As the chart below shows, through October 31, the average hedge fund has returned a paltry 6%, 75% below the return of the S&P 500 and the average mutual fund. And while the traditional retort: “hedge funds aren’t supposed to outperform the market but to hedge downside risk” is always at the ready, the retort to that retort is that as long as Mr. Yellen is Chief Risk Officer for the S&P, and the Federal Reserve is engaged in QE and otherwise generating a “wealth effect”, which according to many will be in perpetuity or until the Fed finally and mercifully is abolished, the purpose behind the existence of hedge funds is simply no longer there as the Fed will never again voluntarily allow the kind of market drop that would make the existence of hedge funds meaningful.
Of course, if and when the Fed loses control, not even the best hedged fund will do much to offset the ensuing cataclysm.
Some other observations from Goldman:
- The typical hedge fund generated a 2013 YTD return of 6% through October 31, compared with 25% gains for both the S&P 500 and the average large-cap core mutual fund. At mid-year 2013 the average hedge fund had returned 4%, suggesting second-half gains of 2% while the S&P 500 rose nearly 5%.

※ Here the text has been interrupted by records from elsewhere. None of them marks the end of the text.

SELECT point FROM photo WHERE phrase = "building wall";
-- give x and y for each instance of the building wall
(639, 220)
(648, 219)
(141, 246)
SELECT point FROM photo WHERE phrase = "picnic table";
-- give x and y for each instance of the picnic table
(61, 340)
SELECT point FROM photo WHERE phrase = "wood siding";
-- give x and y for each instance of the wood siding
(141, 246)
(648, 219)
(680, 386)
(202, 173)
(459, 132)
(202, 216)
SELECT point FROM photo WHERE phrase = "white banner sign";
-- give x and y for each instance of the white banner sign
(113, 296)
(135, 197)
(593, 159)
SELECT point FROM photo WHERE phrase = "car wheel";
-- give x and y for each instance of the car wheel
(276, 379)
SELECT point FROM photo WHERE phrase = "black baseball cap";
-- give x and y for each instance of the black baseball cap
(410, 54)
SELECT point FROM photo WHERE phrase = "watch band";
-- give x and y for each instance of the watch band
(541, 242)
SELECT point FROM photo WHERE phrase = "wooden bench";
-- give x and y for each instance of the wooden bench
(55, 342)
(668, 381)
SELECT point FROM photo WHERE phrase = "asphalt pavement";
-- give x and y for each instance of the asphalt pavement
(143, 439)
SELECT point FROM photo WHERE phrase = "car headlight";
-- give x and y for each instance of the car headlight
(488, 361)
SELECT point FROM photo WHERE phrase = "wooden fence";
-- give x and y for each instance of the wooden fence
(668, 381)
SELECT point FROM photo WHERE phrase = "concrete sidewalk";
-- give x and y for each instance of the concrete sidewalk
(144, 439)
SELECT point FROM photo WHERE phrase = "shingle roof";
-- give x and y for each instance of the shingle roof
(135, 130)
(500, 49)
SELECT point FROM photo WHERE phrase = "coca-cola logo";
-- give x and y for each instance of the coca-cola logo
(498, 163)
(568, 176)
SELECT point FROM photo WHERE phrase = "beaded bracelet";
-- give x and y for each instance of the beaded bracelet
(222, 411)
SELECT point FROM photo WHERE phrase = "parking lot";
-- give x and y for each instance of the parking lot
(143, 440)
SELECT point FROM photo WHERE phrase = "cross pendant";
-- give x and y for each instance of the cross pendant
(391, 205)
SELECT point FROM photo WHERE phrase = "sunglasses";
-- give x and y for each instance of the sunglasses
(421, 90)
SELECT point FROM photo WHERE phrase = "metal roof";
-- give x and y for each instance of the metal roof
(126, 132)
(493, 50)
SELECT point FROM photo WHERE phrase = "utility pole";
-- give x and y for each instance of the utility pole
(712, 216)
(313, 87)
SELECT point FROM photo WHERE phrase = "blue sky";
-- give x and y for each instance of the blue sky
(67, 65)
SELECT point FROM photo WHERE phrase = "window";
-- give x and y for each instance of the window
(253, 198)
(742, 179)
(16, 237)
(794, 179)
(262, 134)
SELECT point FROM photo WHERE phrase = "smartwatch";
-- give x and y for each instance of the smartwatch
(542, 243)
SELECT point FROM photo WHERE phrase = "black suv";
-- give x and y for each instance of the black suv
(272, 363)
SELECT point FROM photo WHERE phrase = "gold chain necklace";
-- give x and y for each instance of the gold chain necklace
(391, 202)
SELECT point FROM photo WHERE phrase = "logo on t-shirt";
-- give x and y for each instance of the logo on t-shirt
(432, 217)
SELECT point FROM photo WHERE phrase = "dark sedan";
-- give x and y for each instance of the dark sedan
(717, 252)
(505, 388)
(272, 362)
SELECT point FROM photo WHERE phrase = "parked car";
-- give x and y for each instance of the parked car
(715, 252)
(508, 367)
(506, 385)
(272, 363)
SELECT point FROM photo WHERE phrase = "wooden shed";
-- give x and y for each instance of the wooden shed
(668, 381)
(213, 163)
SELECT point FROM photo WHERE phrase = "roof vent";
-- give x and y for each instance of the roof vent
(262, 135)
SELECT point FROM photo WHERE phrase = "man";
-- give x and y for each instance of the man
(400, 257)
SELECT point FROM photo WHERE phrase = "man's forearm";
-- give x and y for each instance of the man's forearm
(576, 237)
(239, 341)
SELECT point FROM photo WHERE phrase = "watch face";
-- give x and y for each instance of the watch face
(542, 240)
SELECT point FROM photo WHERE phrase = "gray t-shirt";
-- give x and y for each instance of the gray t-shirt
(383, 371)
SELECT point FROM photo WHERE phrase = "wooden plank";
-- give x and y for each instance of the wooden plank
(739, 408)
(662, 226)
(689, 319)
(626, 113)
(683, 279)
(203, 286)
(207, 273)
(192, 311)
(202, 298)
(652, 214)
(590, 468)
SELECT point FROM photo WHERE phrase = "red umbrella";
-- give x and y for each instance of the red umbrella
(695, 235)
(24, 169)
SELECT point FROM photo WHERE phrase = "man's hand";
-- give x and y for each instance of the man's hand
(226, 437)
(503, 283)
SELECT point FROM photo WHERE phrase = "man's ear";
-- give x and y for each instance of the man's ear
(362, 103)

- The distribution of YTD performance suggests that 20% of hedge funds have generated absolute losses. The standard deviation of YTD hedge fund returns is wide, at 11 percentage points. Fewer than 5% of hedge funds have outperformed the S&P 500 or the average large-cap core mutual fund YTD.

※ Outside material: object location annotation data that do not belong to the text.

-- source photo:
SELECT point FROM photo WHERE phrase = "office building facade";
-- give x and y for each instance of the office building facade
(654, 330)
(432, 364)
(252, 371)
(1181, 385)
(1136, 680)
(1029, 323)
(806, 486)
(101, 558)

- Equity long/short funds have posted slightly better returns than the average across all funds, at 10%. Many of the poorest performers YTD are macro funds, which generated an average YTD return of -4%.
- Stock pickers have received a boost from their long books, as the most important long positions have outperformed the S&P 500 by nearly 500 bp so far in 2013. Our Hedge Fund VIP basket has returned 30% YTD.

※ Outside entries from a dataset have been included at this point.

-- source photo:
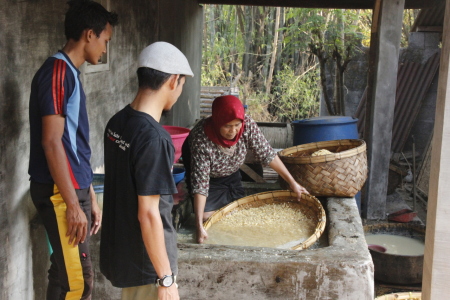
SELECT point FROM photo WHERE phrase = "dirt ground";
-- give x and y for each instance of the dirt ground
(403, 198)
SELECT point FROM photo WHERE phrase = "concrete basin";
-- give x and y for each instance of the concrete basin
(341, 270)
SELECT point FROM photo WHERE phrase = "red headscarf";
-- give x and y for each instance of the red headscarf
(224, 110)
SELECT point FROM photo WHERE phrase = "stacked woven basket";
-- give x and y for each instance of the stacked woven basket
(341, 173)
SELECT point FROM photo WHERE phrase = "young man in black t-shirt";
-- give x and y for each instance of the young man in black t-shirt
(138, 250)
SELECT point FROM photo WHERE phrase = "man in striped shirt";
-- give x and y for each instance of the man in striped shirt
(59, 168)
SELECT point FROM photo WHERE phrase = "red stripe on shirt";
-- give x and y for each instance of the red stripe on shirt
(72, 177)
(59, 72)
(61, 93)
(54, 85)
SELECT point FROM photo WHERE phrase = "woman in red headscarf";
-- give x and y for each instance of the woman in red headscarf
(213, 153)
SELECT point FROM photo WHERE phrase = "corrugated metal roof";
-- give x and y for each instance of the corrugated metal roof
(413, 82)
(430, 17)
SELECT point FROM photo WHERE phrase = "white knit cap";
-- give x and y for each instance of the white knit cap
(166, 58)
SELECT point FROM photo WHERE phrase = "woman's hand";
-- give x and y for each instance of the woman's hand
(202, 235)
(96, 213)
(298, 189)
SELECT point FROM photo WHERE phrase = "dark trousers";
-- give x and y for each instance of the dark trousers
(70, 275)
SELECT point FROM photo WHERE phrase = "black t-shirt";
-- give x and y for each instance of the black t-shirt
(139, 156)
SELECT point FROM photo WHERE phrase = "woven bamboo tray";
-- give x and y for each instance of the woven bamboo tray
(340, 174)
(309, 205)
(401, 296)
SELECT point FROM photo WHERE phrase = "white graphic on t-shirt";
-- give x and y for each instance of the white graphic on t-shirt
(116, 138)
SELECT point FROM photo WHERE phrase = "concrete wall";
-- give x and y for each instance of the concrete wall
(30, 32)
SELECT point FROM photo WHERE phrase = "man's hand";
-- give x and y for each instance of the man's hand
(96, 213)
(170, 293)
(76, 225)
(202, 235)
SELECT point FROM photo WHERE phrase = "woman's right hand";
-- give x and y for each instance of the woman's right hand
(201, 234)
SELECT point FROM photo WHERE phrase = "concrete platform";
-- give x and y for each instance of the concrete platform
(343, 270)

- However, many widely-held short positions continue to outperform, offsetting the strong performance of popular longs and hampering overall hedge fund returns. The 50 stocks over $1 billion market cap with the highest short interest as a percentage of market cap have returned an average of 34% YTD. More than half of the 50 key short positions have outperformed the S&P 500 YTD, and five have returned over 100%
Precisely as we forecast they would 14 months ago.